Não é de difícil compreensão que o olhar generalista vai nivelar sempre pelo campo hegemônico, e o campo hegemônico é marcado quase sempre pelas expressões que acessam mais visibilidade, seja pela mídia que possuem, seja pelo escândalo que fazem, seja pelo alcance que possuem, seja pelo medo e a intimidação causados pelo eco dos gritos que vociferam. A hegemonia sempre ocupa espaço demais.

Contudo, não se pode negar o evidente conluio entre evangélicos e o atual (des) governo. Há poucos dias um pastor evangélico disse que o atual presidente é um “enviado de Deus”. Se considerarmos verdadeira a hipótese de Michael Löwy, de que pensar religião e política no interior da vida social latino americana é necessariamente observar uma “Guerra dos deuses”, eu até concordo com o pastor – Bolsonaro é mesmo um enviado de deus. A questão é: de que deus?

Só quem crê em um deus que exige sacrifícios e sistemáticas violações de direitos humanos como forma de culto pode acreditar que o Sr. Bolsonaro representa uma divindade. Neste proposito, é fundamental isso, discernir e desvelar o deus que o atual desgoverno adora: Mamon. O deus dinheiro exige sacrifícios como forma de culto e violências como forma de adoração.

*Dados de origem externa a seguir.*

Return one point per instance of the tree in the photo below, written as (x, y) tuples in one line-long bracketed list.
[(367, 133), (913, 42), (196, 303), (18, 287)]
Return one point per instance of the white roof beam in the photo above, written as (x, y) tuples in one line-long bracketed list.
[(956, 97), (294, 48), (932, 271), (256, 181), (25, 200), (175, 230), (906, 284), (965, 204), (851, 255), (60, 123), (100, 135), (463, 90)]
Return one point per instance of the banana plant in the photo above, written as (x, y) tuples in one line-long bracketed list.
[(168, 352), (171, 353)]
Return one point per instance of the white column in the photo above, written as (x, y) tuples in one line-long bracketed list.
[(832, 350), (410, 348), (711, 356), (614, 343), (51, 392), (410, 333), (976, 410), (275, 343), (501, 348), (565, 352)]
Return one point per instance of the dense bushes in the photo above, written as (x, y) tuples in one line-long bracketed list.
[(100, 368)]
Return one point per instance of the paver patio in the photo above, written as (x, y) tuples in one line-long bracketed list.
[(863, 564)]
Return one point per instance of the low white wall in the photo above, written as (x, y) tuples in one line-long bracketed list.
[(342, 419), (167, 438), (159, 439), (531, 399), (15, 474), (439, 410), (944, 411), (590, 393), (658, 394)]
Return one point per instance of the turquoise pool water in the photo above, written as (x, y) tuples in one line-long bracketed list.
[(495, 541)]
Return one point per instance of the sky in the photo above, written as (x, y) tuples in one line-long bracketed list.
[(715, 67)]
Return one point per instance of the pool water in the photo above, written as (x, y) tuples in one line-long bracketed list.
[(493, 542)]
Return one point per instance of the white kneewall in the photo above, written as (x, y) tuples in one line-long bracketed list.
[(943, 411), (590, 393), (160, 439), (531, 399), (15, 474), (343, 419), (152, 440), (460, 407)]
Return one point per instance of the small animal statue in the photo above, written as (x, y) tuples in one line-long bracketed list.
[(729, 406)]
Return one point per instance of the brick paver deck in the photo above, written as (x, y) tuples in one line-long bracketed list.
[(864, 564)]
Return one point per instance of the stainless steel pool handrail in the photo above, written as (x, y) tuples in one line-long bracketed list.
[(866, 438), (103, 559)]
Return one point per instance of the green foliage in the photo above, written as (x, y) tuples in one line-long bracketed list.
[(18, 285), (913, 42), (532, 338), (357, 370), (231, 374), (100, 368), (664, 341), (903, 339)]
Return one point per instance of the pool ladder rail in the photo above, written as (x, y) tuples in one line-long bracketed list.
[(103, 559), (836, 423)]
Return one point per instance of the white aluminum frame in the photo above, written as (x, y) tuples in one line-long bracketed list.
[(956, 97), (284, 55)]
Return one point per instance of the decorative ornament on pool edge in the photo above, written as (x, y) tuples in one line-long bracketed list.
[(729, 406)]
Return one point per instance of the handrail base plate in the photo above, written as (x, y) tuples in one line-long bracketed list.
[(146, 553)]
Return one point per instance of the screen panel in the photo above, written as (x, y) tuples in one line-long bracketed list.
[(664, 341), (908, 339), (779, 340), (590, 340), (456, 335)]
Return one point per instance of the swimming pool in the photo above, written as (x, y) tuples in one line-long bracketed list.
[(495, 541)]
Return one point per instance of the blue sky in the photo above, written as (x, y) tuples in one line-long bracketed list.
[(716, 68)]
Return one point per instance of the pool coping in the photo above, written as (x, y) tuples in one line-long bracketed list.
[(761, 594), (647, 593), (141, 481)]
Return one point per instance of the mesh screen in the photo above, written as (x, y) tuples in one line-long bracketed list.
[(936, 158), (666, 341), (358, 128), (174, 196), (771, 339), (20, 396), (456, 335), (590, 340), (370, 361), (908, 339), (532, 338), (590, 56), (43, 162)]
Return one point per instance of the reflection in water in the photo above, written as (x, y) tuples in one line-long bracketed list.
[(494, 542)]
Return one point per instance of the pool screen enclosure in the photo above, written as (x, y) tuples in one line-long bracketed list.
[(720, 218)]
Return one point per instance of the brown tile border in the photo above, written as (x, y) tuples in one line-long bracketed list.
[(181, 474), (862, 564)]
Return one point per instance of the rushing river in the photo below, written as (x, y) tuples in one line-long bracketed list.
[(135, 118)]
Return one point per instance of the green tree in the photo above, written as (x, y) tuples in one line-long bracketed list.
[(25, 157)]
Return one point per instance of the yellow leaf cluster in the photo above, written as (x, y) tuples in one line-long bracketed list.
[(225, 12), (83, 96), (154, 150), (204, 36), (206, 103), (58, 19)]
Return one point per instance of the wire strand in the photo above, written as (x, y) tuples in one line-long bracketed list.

Bolsonaro e seus asseclas nunca poderão evocar a sabedoria profética de alguém que “se fez carne e habitou entre nós”. Jesus, o Deus humano, ama a vida e tudo que faz viver. Então, há um convite a todos aqueles e aquelas que desejam seguir Jesus: sejam profetas do amor. O mundo será “alvoraçado” pela adesão e a exposição ao desconforto da crítica escatológica radical aos desdobramentos dos dilemas atuais, as muitas mortes, ás diversas identidades ameaçadas e silenciadas e, ao enfrentamento aos demônios reais que operam a partir do estado, do mercado, da lei e da religião, dos quais o racismo e a violência parecem ser os principais.

Este texto não reflete necessariamente a opinião de CartaCapital.